Earlier work exploring the correlation between OCT and histology in mice was performed primarily with second-generation, time-domain ² or custom-made, high-resolution OCT devices ⁵ and reported a substantial overestimation of retinal thickness by OCT. ³ In this study we used a commercially available SD-OCT device and obtained high overall correlation of total retinal thickness (R ² = 0.897) with only minor overestimation (2.5%) of retinal thickness by OCT. Interestingly, correlation of outer retinal thickness representing the photoreceptor cell layer separately showed an even higher Pearson's correlation coefficient (R ² = 0.978, Fig. 6D). Overall, the results obtained in vivo are in good agreement with earlier studies on the three animal models for retinal degeneration. ^15,31,37  

Although conventional histology features higher resolution, OCT delivers the advantage of producing morphologic data undistorted by handling, fixating, and staining procedures while being coregistered with en face topologic information. The latter aspect is particularly useful when assessing retinal degeneration types that do not show a uniform progression in the entire retina.
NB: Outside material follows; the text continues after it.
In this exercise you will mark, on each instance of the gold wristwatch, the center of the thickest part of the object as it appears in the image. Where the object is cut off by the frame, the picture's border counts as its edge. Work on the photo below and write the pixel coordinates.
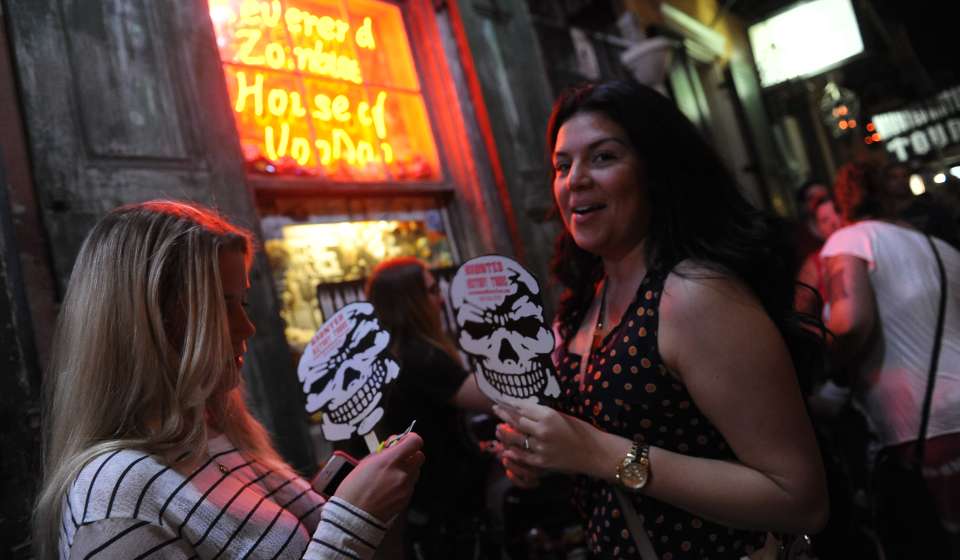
(633, 472)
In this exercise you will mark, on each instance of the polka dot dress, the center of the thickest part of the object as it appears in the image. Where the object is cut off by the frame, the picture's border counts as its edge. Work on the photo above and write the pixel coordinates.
(628, 391)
OCT-based screening may also be useful for breeding purposes because it enables a noninvasive assessment of retinal health in mouse strains that are prone to develop sporadic retinal degeneration. 

Analogous to electroretinography, by which the use of identical hardware in the clinical setting and laboratory has led to new insights, ³¹ the application of a clinically approved OCT device for animal studies bears the potential to translate insights from bench to bedside in an efficient and timely manner. Here, we present evidence on the efficacy of a commercially available SD-OCT in small animal retinal imaging and provide in vivo structural data on mouse models of retinal degeneration. This should facilitate further studies on dynamic changes of retinal structure through the natural course of disease and should help to monitor putative therapeutic effects of novel interventional strategies.